Jane "in Vain" Winkelman- Poverty Hero


Tiny - Posted on 14 August 2012

Author: 
Tiny aka Lisa Gray-Garcia , daughter of Dee

An Ode To Jane “in Vain” Winkelman- a revolutionary artist and Poverty Hero

 

A Wombyn swims through a sky of hell- passing symbols of system oppression,  poverty, capitalism, the cult of independence and its bed-mates, loneliness, isolation, depression, and sorrow. A wombyn swims through her own image up to the sky to liberation….

 

I met Jane “in Vain” Winkelman’s art in 1997. I was on welfare (General Assistance) as it is called in Oakland and San Francisco  I was standing in the Coalition on Homelessness office trying to get a some help with a welfare worker who had just called me lazy and not “fit” to do “anything”

 

POOR Magazine, an act of “media resistance” as me and my Po’ single mama called it when we fought to create an intentionally glossy, arts magazine on issues of poverty, race, disability and resistance, was also in love with Jane in Vane’s art at first sight.

 

When we discovered her art we had already published two issues of POOR filled with revolutionary writing and art by poor and indigenous youth, adults and elders, and us po folx in struggle were working on Volume 3 The Work Issue. It was going to be one of the most powerful issues yet that me and mama were going to release to date.

 

Our writing “process” and submission “guidelines” were written, distributed and discussed in our shelter beds, the back seat of our csr, the welfare office where we worked for government crumbs, and the street corner where we hoped for day labor. We were going to redefine WORK as the unrecognized labor of panhandling, recycling, mothering, workfare working, street vendoring, and im/migrant day laboring. We were creating a revolutionary publication like nothing that had been created before or since, written and produced by poor and indigenous peoples in struggle.

 

The visual art was, like the poetry, journalism and prose in POOR Magazine an integral part  of the whole project.
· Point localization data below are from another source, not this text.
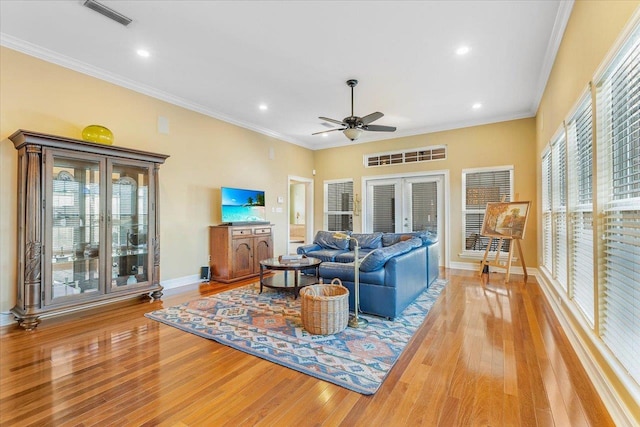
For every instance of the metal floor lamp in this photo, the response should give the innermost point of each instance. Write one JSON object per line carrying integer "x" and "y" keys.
{"x": 355, "y": 321}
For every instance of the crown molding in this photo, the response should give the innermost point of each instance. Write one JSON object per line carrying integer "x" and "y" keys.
{"x": 81, "y": 67}
{"x": 557, "y": 33}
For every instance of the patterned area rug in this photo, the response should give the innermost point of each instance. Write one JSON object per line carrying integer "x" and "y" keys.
{"x": 268, "y": 325}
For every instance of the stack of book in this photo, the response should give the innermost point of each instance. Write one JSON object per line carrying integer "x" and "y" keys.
{"x": 291, "y": 259}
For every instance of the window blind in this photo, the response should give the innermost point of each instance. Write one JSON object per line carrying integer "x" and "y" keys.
{"x": 480, "y": 188}
{"x": 559, "y": 208}
{"x": 618, "y": 117}
{"x": 547, "y": 221}
{"x": 580, "y": 148}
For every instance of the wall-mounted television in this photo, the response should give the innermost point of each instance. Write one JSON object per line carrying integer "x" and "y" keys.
{"x": 241, "y": 206}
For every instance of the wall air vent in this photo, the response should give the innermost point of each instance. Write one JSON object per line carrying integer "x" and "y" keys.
{"x": 426, "y": 154}
{"x": 108, "y": 12}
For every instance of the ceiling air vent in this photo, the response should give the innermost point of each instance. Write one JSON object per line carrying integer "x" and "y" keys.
{"x": 108, "y": 12}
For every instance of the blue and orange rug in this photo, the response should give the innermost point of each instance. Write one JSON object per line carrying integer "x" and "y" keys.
{"x": 268, "y": 325}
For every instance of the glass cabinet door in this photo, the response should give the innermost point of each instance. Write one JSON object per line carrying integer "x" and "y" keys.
{"x": 130, "y": 261}
{"x": 74, "y": 216}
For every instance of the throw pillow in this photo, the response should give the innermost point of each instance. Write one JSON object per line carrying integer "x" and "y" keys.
{"x": 327, "y": 241}
{"x": 366, "y": 240}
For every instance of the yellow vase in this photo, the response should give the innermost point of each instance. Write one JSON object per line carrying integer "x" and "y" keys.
{"x": 97, "y": 133}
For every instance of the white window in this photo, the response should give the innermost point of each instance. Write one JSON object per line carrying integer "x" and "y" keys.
{"x": 338, "y": 205}
{"x": 479, "y": 187}
{"x": 618, "y": 154}
{"x": 580, "y": 190}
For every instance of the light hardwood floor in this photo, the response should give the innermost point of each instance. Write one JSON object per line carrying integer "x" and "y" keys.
{"x": 488, "y": 354}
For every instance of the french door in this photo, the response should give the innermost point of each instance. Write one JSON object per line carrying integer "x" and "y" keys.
{"x": 400, "y": 205}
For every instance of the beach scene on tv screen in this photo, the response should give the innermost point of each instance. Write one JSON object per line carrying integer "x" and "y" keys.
{"x": 242, "y": 205}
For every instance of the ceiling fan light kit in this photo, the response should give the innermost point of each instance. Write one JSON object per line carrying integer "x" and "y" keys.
{"x": 352, "y": 133}
{"x": 353, "y": 126}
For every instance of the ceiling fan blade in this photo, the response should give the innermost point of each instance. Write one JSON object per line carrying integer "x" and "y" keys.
{"x": 371, "y": 117}
{"x": 327, "y": 119}
{"x": 330, "y": 130}
{"x": 379, "y": 128}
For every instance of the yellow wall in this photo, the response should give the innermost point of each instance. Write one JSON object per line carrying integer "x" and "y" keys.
{"x": 205, "y": 154}
{"x": 591, "y": 35}
{"x": 498, "y": 144}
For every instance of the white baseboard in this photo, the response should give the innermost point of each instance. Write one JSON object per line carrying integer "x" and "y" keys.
{"x": 475, "y": 266}
{"x": 562, "y": 309}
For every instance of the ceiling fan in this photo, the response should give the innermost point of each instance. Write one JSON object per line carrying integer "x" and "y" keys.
{"x": 354, "y": 125}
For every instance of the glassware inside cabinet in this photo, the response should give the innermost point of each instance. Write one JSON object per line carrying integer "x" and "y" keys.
{"x": 75, "y": 231}
{"x": 129, "y": 225}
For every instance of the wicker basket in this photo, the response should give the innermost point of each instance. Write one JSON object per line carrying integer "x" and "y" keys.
{"x": 325, "y": 308}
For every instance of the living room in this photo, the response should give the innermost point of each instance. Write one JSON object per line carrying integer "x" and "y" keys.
{"x": 207, "y": 153}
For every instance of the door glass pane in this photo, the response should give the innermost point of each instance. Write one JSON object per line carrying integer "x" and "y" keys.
{"x": 424, "y": 206}
{"x": 384, "y": 208}
{"x": 75, "y": 239}
{"x": 130, "y": 225}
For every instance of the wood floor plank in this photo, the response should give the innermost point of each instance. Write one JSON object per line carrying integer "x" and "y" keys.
{"x": 489, "y": 353}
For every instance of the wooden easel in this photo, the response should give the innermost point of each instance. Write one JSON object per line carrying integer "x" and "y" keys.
{"x": 496, "y": 262}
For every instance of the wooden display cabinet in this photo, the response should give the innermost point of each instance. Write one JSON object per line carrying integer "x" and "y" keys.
{"x": 87, "y": 225}
{"x": 236, "y": 251}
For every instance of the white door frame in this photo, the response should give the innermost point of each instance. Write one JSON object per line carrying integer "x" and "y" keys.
{"x": 308, "y": 195}
{"x": 444, "y": 210}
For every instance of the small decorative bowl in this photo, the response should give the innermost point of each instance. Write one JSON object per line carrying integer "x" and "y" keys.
{"x": 97, "y": 133}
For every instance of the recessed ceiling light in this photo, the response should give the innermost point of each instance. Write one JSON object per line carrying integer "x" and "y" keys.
{"x": 463, "y": 50}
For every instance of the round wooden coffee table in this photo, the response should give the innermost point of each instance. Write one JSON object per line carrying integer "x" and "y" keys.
{"x": 282, "y": 281}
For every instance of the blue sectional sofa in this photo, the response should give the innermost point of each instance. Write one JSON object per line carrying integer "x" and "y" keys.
{"x": 395, "y": 268}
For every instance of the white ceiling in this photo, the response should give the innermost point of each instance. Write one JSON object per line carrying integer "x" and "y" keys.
{"x": 225, "y": 58}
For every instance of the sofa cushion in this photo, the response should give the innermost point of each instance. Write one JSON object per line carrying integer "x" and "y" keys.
{"x": 366, "y": 240}
{"x": 326, "y": 254}
{"x": 427, "y": 237}
{"x": 327, "y": 240}
{"x": 378, "y": 257}
{"x": 351, "y": 255}
{"x": 345, "y": 272}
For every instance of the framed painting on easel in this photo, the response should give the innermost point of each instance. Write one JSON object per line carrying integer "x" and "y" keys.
{"x": 507, "y": 220}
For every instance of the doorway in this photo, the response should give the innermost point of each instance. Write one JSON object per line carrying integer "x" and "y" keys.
{"x": 300, "y": 213}
{"x": 403, "y": 204}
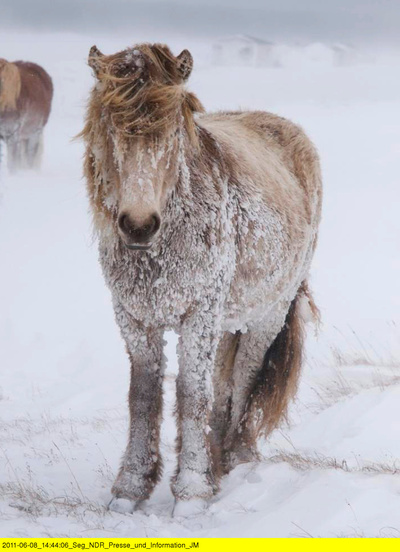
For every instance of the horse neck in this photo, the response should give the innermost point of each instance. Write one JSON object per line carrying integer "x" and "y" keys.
{"x": 10, "y": 87}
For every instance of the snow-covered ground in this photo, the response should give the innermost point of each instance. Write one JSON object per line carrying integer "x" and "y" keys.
{"x": 64, "y": 372}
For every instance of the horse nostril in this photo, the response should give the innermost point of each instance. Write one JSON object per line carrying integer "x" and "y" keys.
{"x": 156, "y": 223}
{"x": 136, "y": 233}
{"x": 124, "y": 223}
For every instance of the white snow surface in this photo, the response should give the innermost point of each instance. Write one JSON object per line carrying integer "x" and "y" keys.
{"x": 334, "y": 471}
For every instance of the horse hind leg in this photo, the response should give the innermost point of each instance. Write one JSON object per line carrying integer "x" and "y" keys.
{"x": 33, "y": 151}
{"x": 222, "y": 385}
{"x": 265, "y": 378}
{"x": 14, "y": 155}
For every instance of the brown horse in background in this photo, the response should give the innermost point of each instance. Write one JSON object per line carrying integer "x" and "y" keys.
{"x": 26, "y": 91}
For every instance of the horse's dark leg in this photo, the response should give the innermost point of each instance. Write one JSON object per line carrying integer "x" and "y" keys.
{"x": 222, "y": 381}
{"x": 141, "y": 464}
{"x": 196, "y": 477}
{"x": 13, "y": 154}
{"x": 240, "y": 444}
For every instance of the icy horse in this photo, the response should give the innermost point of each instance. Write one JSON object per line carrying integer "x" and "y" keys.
{"x": 26, "y": 92}
{"x": 207, "y": 224}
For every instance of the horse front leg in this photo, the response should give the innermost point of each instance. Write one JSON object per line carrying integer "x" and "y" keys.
{"x": 196, "y": 476}
{"x": 141, "y": 464}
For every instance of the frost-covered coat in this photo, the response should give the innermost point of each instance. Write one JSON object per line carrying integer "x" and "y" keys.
{"x": 238, "y": 196}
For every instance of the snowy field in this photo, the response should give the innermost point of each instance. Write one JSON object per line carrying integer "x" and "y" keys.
{"x": 64, "y": 373}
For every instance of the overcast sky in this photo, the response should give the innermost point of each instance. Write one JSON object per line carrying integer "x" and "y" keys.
{"x": 330, "y": 20}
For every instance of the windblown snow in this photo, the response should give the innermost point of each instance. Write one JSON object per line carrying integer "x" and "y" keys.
{"x": 334, "y": 471}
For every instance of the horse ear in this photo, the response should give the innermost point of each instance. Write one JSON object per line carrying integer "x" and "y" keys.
{"x": 185, "y": 64}
{"x": 94, "y": 59}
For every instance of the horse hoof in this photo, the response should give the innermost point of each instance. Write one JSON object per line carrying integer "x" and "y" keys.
{"x": 123, "y": 505}
{"x": 192, "y": 507}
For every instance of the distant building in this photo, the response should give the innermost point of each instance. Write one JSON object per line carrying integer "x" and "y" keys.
{"x": 242, "y": 50}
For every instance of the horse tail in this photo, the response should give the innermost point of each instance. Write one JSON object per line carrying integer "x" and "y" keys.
{"x": 10, "y": 85}
{"x": 276, "y": 383}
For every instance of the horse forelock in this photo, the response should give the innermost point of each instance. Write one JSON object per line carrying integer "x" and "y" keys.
{"x": 142, "y": 88}
{"x": 10, "y": 85}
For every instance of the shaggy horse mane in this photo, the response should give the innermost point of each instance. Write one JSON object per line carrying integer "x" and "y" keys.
{"x": 143, "y": 89}
{"x": 10, "y": 85}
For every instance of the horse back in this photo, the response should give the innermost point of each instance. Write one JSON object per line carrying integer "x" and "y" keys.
{"x": 270, "y": 153}
{"x": 36, "y": 89}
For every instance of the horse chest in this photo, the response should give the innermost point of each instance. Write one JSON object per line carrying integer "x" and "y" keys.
{"x": 161, "y": 291}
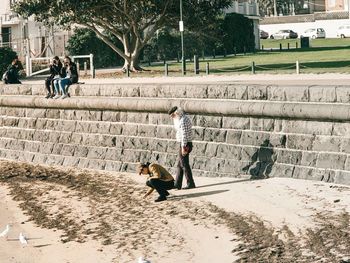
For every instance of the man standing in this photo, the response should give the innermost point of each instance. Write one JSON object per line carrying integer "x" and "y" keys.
{"x": 183, "y": 126}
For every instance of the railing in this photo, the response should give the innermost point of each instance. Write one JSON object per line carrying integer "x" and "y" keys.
{"x": 29, "y": 64}
{"x": 244, "y": 8}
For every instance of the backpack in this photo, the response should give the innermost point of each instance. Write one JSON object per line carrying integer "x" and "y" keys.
{"x": 5, "y": 77}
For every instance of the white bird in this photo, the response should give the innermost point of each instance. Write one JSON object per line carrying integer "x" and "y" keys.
{"x": 5, "y": 232}
{"x": 22, "y": 239}
{"x": 142, "y": 260}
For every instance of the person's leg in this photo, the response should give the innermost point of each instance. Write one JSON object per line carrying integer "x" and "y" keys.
{"x": 57, "y": 88}
{"x": 52, "y": 88}
{"x": 63, "y": 83}
{"x": 179, "y": 171}
{"x": 47, "y": 86}
{"x": 187, "y": 168}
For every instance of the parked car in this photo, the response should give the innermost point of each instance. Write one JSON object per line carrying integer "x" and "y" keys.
{"x": 314, "y": 33}
{"x": 264, "y": 34}
{"x": 343, "y": 31}
{"x": 284, "y": 34}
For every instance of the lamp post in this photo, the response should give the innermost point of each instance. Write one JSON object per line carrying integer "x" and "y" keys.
{"x": 181, "y": 28}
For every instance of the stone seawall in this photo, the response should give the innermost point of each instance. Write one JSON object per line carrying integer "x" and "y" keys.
{"x": 239, "y": 130}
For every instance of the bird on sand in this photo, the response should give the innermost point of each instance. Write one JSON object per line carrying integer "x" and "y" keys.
{"x": 5, "y": 232}
{"x": 22, "y": 239}
{"x": 142, "y": 260}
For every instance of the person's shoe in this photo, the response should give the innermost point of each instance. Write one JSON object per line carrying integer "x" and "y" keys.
{"x": 189, "y": 187}
{"x": 176, "y": 187}
{"x": 160, "y": 199}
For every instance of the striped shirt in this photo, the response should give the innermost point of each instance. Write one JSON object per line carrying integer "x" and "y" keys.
{"x": 184, "y": 130}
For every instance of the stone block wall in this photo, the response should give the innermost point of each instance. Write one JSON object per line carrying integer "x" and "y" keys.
{"x": 239, "y": 130}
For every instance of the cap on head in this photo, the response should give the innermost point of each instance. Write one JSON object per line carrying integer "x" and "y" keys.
{"x": 172, "y": 110}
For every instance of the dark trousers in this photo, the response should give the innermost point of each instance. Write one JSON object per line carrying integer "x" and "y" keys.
{"x": 161, "y": 186}
{"x": 183, "y": 167}
{"x": 49, "y": 85}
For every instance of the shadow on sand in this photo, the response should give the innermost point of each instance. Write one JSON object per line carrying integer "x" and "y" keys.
{"x": 193, "y": 195}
Most of our  contributing visual artists were either houseless who like “Herbie” sold his art on the street painted on the back of cardboard boxes he got at the liquor store recycling pile, youth in poverty who were friends of mine or who painted at the Hospitality House Art studio, a powerful place of refuge for artists in poverty considered by the stolenland class controlled art industry as “Outside” art,, another mythos of wealthy white people who decided, in their special kind of arrogant way, long ago, what high art, and low art, and real art  even was.

 

Me and my mama, an orphan of a Carribean Black Indian father and a Roma (Gypsy)- Irish mother and me a non-formerly educated poverty skolar, made art by any means necessary to survive as street vendors, were viewed as “crazy” “outsiders” “erratic” and dangerous as wombyn, as houseless, as a mother and daughter, we were almost completely alone, in our art-making world. And then we met Jane in Vane-

 

“I have always admired you guys,” Jane said to me the first time I spoke to her. “I love what you and your mother do”  We finally connected because of the beautiful artist Margaret Tedesco, a dedicated friend to Jane. I was humbled because I was in awe of her work. Painting so many beautiful and serious images about the lives of poor people, poor wombyn, poor elders caught in the endless struggle to stay alive , to get a kkkrum from welfare, food stamps, general assistance.

 

With each painting Jane would create another message of beautiful resistance. Another lie of poverty pimpology  budget cuts and government scarcity models was shattered. Her characters were usually female, and always with an expression of almost innocence and confusion at the seemingly endless obstacles that surrounded them

 

In one infamous image called The Parlor Game,  a wombyn is in the middle of a monopoly-like game board being used and/or confused by her impossible “choices”. Another theme that showed up in most of her work was the female character is part of the landscapes, the trees that hang down, the buildings that surround, the bridges, the walkways, the sky, the airplanes.

 

Jane lived in Single Room Occupancy Hotels (SRO’s) aka poor people housing in San Francisco and Florida, dealt with serious depression and so often, like so many of us in poverty, felt overwhelmed, overwhelmed by what she couldn’t do, couldn’t accomplish, couldn’t attain. And the lies so integrated in capitalist defined productivity and success, survival and “independence”.

 

Jane in Vane’s art was created by a wombyn in poverty, a wombyn who dealt with houselessness and a wombyn who struggled with a “diagnosis” Jane in Vane’s art was a resistance to poverty, to “mental health” notions of normalcy, to ridiculous ideas of who is an outsider and who is an insider. Jane in Vane penetrated the exclusionary boundaries of the art industry and painted us all in.

 

Jane “in Vane” Winkelman transitioned on her spirit journey June of 2012. She had suffered with a serous illness for a long time and took her own life. Her poverty heroism will NEVER be forgotten.